New Horizons also cited TIG Insurance Corp. of America v. Johnson799 So. 2d 339, 341-342 (Fla. 4th DCA 2001)[26 Fla. L. Weekly D2493a], adopting federal precedent that a party objecting to disclosing privileged material should detail the following in a privilege log: 1) the type of document; 2) the general subject matter of the document, 3) the date of the document and 4) other information so to identify the document where appropriate, including the author and address. This judge is persuaded that State Farm set in motion with its inadequate privilege log with no dates or other detail a futile review of its work product privilege claim and second in camera inspection.. Despite raising the Spector of “overtreating, overbilling, and outright fraud” in PIP cases, State Farm should not prevail in quashing the trial court’s limited discovery order under the unique circumstances of this case. [Reply to Response to Petition, page 12-13.]

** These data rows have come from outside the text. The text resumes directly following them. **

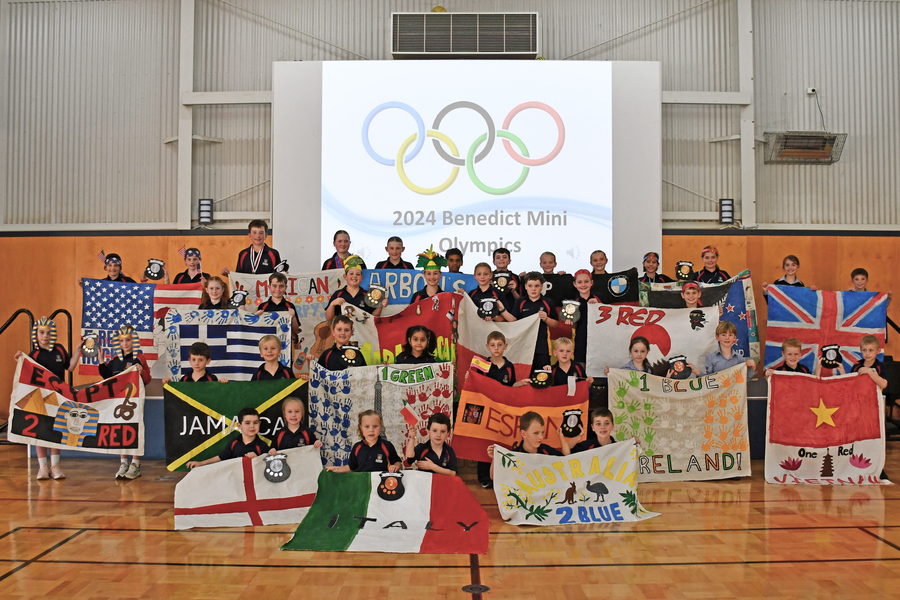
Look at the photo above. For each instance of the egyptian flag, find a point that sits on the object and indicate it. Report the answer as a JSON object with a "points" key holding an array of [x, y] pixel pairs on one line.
{"points": [[242, 492], [824, 431], [406, 512], [521, 336], [201, 417]]}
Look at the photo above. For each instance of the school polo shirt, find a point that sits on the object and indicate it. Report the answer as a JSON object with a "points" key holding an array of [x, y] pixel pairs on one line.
{"points": [[207, 376], [286, 439], [266, 264], [373, 458], [447, 459], [238, 448], [561, 377], [56, 361], [525, 307]]}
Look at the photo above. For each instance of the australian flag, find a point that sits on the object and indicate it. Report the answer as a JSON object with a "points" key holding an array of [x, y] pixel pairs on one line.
{"points": [[822, 318]]}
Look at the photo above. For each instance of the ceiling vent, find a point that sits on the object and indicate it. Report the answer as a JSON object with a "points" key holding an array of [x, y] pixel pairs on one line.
{"points": [[464, 35], [803, 147]]}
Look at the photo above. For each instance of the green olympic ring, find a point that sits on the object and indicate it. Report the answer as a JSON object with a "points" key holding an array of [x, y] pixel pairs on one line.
{"points": [[470, 165]]}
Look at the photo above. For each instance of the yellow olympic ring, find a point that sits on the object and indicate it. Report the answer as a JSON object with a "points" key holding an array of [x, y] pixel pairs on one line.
{"points": [[410, 184]]}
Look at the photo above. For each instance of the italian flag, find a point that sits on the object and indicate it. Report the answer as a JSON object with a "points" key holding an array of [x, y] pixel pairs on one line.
{"points": [[434, 514]]}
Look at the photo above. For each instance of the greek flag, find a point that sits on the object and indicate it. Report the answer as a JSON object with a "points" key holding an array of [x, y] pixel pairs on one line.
{"points": [[233, 338]]}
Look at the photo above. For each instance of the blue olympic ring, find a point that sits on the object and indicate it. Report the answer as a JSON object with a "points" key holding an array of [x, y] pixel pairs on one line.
{"points": [[420, 126]]}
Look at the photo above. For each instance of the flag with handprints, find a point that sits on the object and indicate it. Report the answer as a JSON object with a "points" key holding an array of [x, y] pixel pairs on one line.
{"points": [[823, 318], [473, 331], [108, 305], [381, 339], [106, 417], [337, 397], [688, 429], [249, 491], [824, 431], [670, 331], [310, 293], [734, 296], [594, 486], [401, 284], [201, 417], [404, 512], [489, 413], [232, 336]]}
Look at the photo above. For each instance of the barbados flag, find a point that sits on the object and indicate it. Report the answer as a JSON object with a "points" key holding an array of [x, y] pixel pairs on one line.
{"points": [[408, 512]]}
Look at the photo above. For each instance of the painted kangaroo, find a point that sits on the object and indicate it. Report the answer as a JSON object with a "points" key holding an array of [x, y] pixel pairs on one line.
{"points": [[570, 495]]}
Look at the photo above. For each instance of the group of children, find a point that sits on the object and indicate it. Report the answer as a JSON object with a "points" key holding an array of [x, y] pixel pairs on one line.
{"points": [[520, 298]]}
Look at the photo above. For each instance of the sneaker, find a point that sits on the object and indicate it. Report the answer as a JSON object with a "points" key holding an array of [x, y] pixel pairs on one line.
{"points": [[134, 472]]}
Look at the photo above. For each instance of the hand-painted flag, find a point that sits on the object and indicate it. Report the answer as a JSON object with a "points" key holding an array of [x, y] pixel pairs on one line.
{"points": [[108, 305], [489, 413], [822, 318], [201, 417], [237, 492], [817, 413], [410, 512], [233, 337], [473, 331]]}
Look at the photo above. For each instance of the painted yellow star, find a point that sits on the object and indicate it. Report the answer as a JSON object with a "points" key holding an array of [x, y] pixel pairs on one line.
{"points": [[823, 414]]}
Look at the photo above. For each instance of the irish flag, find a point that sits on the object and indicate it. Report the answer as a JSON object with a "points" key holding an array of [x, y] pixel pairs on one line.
{"points": [[410, 512]]}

The trial judge whose non-final order is challenged no longer serves, but State Farm could have moved a successor judge to eliminate any confusion it expressed regarding the scope and meaning of the discovery order State Farm seeks to quash.

At this level we should not reconsider the extent the trial court found that State Farm waived its work product privilege as to any “notes” made before an IME request, or notes made before a demand letter. And we should not have to guess which “notes” in State Farm’s 37 pages of documents need be produced.

State Farm alone has knowledge of which notes in its possession were made by adjusters and when, and State Farm alone has the ability to provide that information to allow an in camera review.

It is clear from this judge’s in camera review that any notes are by “performers” without designation except by name. Only State Farm could know what discovery was ordered by the trial judge, because only State Farm knows which “performers” were “adjusters”.

It is not the function of an appellate court to review errors allegedly committed by trial courts, raised for the first time on appeal, which the complaining party could have, but did not, present to the trial court. Abrams v. Paul, 453 So. 2d 826, 827 (Fla. 1st DCA 1984).

For the foregoing reasons, I would deny State Farm’s petition for a writ of certiorari.